そもそも上書きの前提がないのであれば、利用料金は変わりません。
4-2. 変更の多いバケット
変更の頻度が高い、または変更を実行する人が多いバケットについてはまさにバージョニングが有効だと思います。
間違って上書きしてしまった、他の人と同じタイミングで上書きしてしまったなど、復旧させるタイミングが多いと想像します。
また、その場合利用料も高くなるので、更新頻度に合わせてライフサイクルポリシー(例えば1週間)を必ず設定しましょう。
5. 有効化が推奨されない利用方法
5-1. どうしても利用料を抑えたい場合
場合によっては2-3倍以上の利用料がかかる可能性もあるので、耐障害性は気にせず、とにかく利用料を抑えたい場合は、無効化すると良いと思います。
5-2. バックアップとして利用している場合
最悪消されも問題ないようなデータや定期的なバックアップとして S3 を利用している場合は、コストパフォーマンスも考えると有効化しなくても良いかもしれません。
まとめ
バージョニングの設定はいつでも変更可能ですが、基本的には有効化しておくのが良いかなと考えました。

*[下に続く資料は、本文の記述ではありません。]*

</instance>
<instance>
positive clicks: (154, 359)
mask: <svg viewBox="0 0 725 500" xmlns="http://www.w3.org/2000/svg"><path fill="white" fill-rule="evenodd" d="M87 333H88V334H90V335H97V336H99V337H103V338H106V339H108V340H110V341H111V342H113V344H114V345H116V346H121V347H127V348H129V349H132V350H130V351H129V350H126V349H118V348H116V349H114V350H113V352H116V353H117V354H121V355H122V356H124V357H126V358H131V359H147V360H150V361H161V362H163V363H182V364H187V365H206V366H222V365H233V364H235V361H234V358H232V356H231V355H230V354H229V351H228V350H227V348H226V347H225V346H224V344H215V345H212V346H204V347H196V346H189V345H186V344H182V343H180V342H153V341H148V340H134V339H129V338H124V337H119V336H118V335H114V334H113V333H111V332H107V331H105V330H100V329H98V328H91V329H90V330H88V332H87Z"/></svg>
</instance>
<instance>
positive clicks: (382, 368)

また、バージョニングを有効化した場合は特にライフサイクルポリシーの設定を内容含めてしっかり設定することを忘れないようにしてください。
おまけ
S3 といえば、最近オブジェクトの暗号化がデフォルト有効化となりました。
バケットの設定はデフォルト有効化が無効化になっているのに中身のオグジェクトは全部暗号化が有効化されている、という謎な事象が起こりがちなので、困ることはないですが、気をつけましょう。
ちなみに SSE-S3 以外でデフォルト暗号化したい場合は、バケット側の設定が必須になります。